The theatre at Gleneagle is no longer known as Broken Wing Theatre, since Richard Dixon retired in 2009 and was succeeded by Ashley Freeborn. Freeborn's productions drifted far from the black box theatre approach and Gleneagle is now known for its set design and visually appealing big productions. Freeborn was succeeded in 2015 by Amy Clausen, who took over during the pre production of Beauty and the Beast (2016.) Clausen was succeeded by Zelda Coertze after the auditions for Sister Act in 2017. Coertze was succeeded in 2018 by Justin Maller at the start of the 2018-2019 school year. Notable productions of the past include: The Grapes of Wrath (play), Parfumerie (play), The Actor's Nightmare (play), The Wizard Of Oz, Seussical (musical), Thoroughly Modern Millie, Footloose, Shrek the Musical, Beauty and the Beast, Guys and Dolls, Sister Act, West Side Story as well as a number of student-written and director-written/adapted plays.
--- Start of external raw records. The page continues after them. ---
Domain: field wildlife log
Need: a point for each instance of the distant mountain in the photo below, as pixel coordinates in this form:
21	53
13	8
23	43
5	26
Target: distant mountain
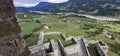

Notable alumni of the theatre program at Gleneagle Secondary have gone on to attend widely well-regarded theatre schools all around the world such as Studio 58 in Vancouver, Randolph Academy in Toronto, and Circle In The Square Theatre School in New York City.

==Sports & athletics==
Gleneagle's athletic program has resulted in over 150 championships with 110 Coquitlam District Championships, 26 Fraser Valley Championships, 16 Provincial Championships, and the first school in District 43 to win the BC School Sports Outstanding School Achievement Award from BC School Sports in 2005.

== Notable alumni ==
- Sean Aiken
- Jennifer Gillis
- Neil Grayston
- Taylor Kitsch is a Canadian actor and model. He is best known for his work in films and television shows, such as X-Men Origins: Wolverine (2009), Battleship (2012), John Carter (2012), Savages (2012), Lone Survivor (2013), and Waco (2018).
- Nikohl Boosheri is an actress best known for her role in the 2011 film Circumstance, and the television series The Bold Type.